The Affordable Care Act has been a godsend for many of the poorest New Yorkers, but some people -- even those eligible for subsidies -- still can't make room in their budgets for premiums and deductibles.
Collin Slattery, 26, founder of digital marketing agency Taikun Inc., constructed a risk analysis based on nystateofhealth.ny.gov offerings.
While he would like insurance, he discovered that even with a subsidy, "it's $150 a month for a bronze plan with a $3,000 deductible" -- money he prefers to put toward actual care from a doc-in-the-box should he get injured.
He lauds the ACA for providing coverage to millions of previously uninsured and uninsurable Americans "but there is a distinct subset of people of which I am a member who do not benefit," and who find it unfeasible to get yet another roommate or move to an even cheaper place. (Slattery already splits his $2,200 rent in Crown Heights with a roommate.)
A national survey in June of uninsured adults released by the Robert Wood Johnson Foundation found that cost was the main barrier to insurance: 79% who had looked for it said they simply could not afford it. Most respondents were working, but wages have lagged notoriously behind zooming housing and health costs: 58% said they had $100 or less left over each month after paying bills; 56% said they had less than $100 in savings.
But the law has been an unquestionable boon for the poorest New Yorkers: Almost 74% of the 900,000 New York City residents who have obtained insurance on nystateofhealth.ny.gov receive Medicaid -- virtually free coverage and care paid for with federal and state funds.
Another 46,000 -- or 5.1% -- of those covered are kids now under the umbrella of the publicly funded Child Health Plus.
In a city where 56% of renters find rent and utilities gobbling up more than one-third of their incomes, it is the people who make too much to be eligible for Medicaid -- but not enough to pay 9% percent of their annual income in premiums and buckets more toward deductibles -- who seem most likely to ante up the 2% penalty (or $325 per adult -- whichever amount is greater) on their 2015 income taxes.
Melissa Mesku, 33, CEO of Pure Cure Dental Technology, has been uninsured most of her life. Insurance as it exists in the U.S. simply isn't worth it, said the East Village resident, who has lived abroad and finds many U.S. health care practices based on needless liability medicine.
As for the risk she's undertaken, "I've had friends with insurance," who were hospitalized for months after catastrophes "and they still wound up bankrupt," she said.
Mesku contends that instead of paying providers exorbitant prices when she needs medical care (as many uninsured do), she negotiates a "huge discount," because she offers cash.
But when her uninsured Ireland-born boyfriend, Roddy O'Hehir, 44, broke his arm in a biking accident at the South Street Seaport in May 2014, he was quoted $25,000 by a hospital to fix it -- and told to pay $10,000 up front.
"I got myself on a plane," and went back to Ireland, recounted O'Hehir. The surgery, which included two screws into his bone, cost a total of 75 euros (about $82), whereas the cost of his brief E.R. visit here was $2,500. "I was very, very careful to insure I didn't get an ambulance," after the wreck, imploring a concerned bystander not to call one, so as not to incur additional costs, he recalled.
Many immigrant New Yorkers obtain needed medical care in their home countries, but as O'Hehir observed, "this works as long as you have an injury you can transport," and do not have a chronic health condition needing constant monitoring.

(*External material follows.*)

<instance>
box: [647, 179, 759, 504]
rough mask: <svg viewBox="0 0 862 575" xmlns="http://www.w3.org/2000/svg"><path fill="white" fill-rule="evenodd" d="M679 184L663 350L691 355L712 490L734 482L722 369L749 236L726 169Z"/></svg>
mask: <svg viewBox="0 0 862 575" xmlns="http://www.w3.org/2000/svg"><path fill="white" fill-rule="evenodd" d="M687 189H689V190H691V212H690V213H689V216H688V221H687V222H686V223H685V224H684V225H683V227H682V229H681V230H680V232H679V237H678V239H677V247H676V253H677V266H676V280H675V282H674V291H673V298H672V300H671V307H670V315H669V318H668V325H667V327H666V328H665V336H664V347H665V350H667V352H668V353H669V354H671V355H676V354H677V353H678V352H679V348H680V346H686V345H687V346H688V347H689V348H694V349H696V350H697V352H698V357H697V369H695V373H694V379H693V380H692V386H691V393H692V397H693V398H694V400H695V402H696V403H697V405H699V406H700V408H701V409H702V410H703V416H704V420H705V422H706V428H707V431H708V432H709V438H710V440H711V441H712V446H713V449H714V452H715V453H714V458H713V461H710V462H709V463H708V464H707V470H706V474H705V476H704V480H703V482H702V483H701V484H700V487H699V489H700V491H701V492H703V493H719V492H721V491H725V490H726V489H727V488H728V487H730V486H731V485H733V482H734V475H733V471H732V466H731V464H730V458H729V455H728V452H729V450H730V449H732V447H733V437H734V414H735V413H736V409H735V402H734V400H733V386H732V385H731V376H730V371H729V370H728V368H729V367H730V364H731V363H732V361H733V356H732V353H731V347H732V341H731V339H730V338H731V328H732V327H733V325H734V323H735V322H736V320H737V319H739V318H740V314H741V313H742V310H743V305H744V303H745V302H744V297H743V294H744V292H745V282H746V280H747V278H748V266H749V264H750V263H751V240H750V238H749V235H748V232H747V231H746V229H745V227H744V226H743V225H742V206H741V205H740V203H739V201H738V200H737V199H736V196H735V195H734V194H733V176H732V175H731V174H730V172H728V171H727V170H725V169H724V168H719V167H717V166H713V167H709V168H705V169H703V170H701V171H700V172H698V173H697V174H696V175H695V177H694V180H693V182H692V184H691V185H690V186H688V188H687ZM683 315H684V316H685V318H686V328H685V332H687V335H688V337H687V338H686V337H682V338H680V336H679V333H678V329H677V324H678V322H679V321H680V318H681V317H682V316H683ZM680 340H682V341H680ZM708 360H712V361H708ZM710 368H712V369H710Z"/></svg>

"The people who say they don't need it are absolutely the people who do: If you don't have the money for premiums, you won't have the money for a hospitalization," said Dave Olverson, 31, who runs thenewyorkbudget.com. While Olverson has a day job that provides coverage, he urges cash-crashed New Yorkers to "try to make it work" to allow for a worst-case scenario that could demolish them financially.
Slattery, a former professional poker player, insists he has considered that scenario, but rationalized that he lives carefully, and were he to suffer an accident, the liability insurance of the person responsible for it would likely cover his medical expenses.
Yes, there probably should be "carve outs" for people living in high cost areas and it would be helpful if there was more plan diversity to better appeal to the young and healthy, allowed Dr. Kathryn Votava, president of Goodcare.com, a health insurance consultancy, but the uninsured she said, are "playing Russian roulette. Some will win and some will lose. ... The number one cause of bankruptcy in the U.S. is medical expenses," said Votava.
Few people have the cash and the discipline to "self insure," by saving money they would otherwise spend on premiums and deductibles in the event of a medical emergency, though that is a viable strategy, said Olverson, who lives with his fiancee and two roommates on the Upper West Side. Those who can't self-insure need to think of ways to be covered -- landing a part-time job offering insurance or relocating to a less expensive location, he advised. "Moving to Canada is not a terrible option. It's a beautiful country," Olverson said.